ROANOKE TIMES

                         Roanoke Times
                 Copyright (c) 1995, Landmark Communications, Inc.

DATE: SUNDAY, April 17, 1994                   TAG: 9404170047
SECTION: VIRGINIA                    PAGE: C-1   EDITION: METRO 
SOURCE: ALLISON BLAKE STAFF WRITER
DATELINE:                                 LENGTH: Medium


VOLUNTEERS CLEAN UP ILLEGAL TRASH DUMPS

As the sun peeked past the new redbuds Saturday, a hive of workers toting fluorescent orange garbage bags swarmed up an Elliston hillside.

There were students from a Virginia Tech ecology club; there was a Girl Scout or two. There was a mess of kids from the Christian group Young Life, and there, in the midst of it all, was Virginia Secretary of Natural Resources Becky Norton Dunlop.

Brown work gloves shielding hands that probably spend a lot of days pushing paper, Dunlop joined the assembled to mine the hillside, an illegal landfill. Endless unknowns were extracted. Former mattresses. Skeletons of stoves. Twenty-two refrigerator pieces. Soggy stuffings of who-knows-what.

Steve Huppert and Dan Houghton, Young Life chaperones, manned the nearby trash bins. Houghton commanded the operation from his post atop an abandoned Westinghouse dishwasher.

"What is it?" he called, as a couple of young guys dragged a fading red slab toward the metal-recycling pile.

"Coke machine," they replied.

In Montgomery County, 3,000 came out for "Broomin' & Bloomin' " - not to be confused with Radford's simultaneous "Cleanin' & Greenin'."

Everybody gets up early on an April Saturday and, instead of cleaning the house, spring cleans the neighborhood.

Clean fever raged throughout the region. In Giles County, war was declared on litter.

Farther north, the Clean Valley Council orchestrated bands of 1,300 neighbors, who picked up junk in Botetourt, Roanoke, Roanoke County, Salem and Vinton.

Dunlop, who came to Montgomery County with husband George and a little white poodle named Maggie, spent an hour or more pulling rusted metal drums and smelly debris from the impromptu dump.

"It's certainly not a legal place for dumping," she observed.

Asked how many of these neighborhood junk piles she's found, Dunlop thought a minute.

"It's hard for me to say, because I've only been in office 90 days," she said.

"But I suspect we're going to find more of these than we'd like."

The folks from Virginia Tech's Ecocycle sure found one last year.

"Last year, we found some dead cows," said Elliot Gibbs.

"It's pretty unsavory out here.

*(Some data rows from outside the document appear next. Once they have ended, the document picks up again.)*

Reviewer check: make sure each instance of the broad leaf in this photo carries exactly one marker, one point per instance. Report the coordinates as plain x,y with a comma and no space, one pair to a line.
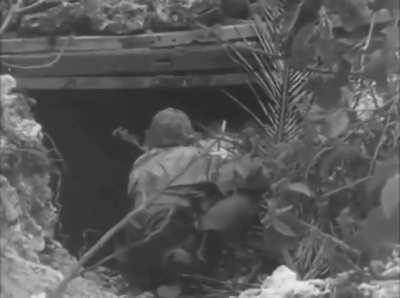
352,13
302,48
390,196
300,188
337,123
282,228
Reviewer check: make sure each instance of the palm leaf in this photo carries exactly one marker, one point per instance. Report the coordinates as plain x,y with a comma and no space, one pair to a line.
275,86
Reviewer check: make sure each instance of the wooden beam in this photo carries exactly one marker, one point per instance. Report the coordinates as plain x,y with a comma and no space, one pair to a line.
210,58
154,82
149,40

I don't think we're going to be able to finish today. But this is part of life. People need to get rid of their trash. If they can't pay the fees, they get rid of it the most convenient way possible," he said.

Then he leaned over and helped a fellow worker excavate a TV from beneath a pile of leaves.

Mike Fallon, also with Ecocycle, recalled all the work his club did last year to clean up the illegal dump site at Seneca Hollow, which still is pristine after all these months. To halt erosion, Ecocycle wants to plant trees there soon.

"In some ways, it's environmental justice," he said. "Some people can't pay tipping fees."

He's happy to help. The day's coordinator, Dawn French, looked up at the hill and put it this way:

"At least we can clean this up."

As Dunlop paused, she noted the youth of the workers. The cleanup is a good lesson in stewardship, she said.

"This is obviously not good stewardship," she said, viewing heaps of white or rusted metal. "The kids can see the consequences. Other people have to go out and fix it."

Mid-morning, Dunlop left the hillside and took a drive around the county. She stopped at the Broomin' & Bloomin' volunteer picnic at Blacksburg Municipal Park, where a classroom and Virginia Tech dormitory recycling program, sponsored by five area businesses, also was launched.

In a brief speech before a hot dog-chomping crowd, Dunlop noted that "to have a healthy environment, we need a healthy economy."

The two, she urged, are mutually dependent.

Then she read a proclamation from Gov. George Allen, who has named April 16 to May 16 as Spring Renewal Time in Virginia:

"Sound progressive farming, fishing, timbering and business practices can provide needed economic growth while enhancing the resource base.

"Virginians are committed to the goal of leaving our commonwealth in better condition than they found it."

Hence, a sunny day to go out "Cleanin' & Greenin,' " or even "Broomin' & Bloomin'."

"The way it was raining last night, I thought it was going to be moppin' and soppin,' " Huppert said.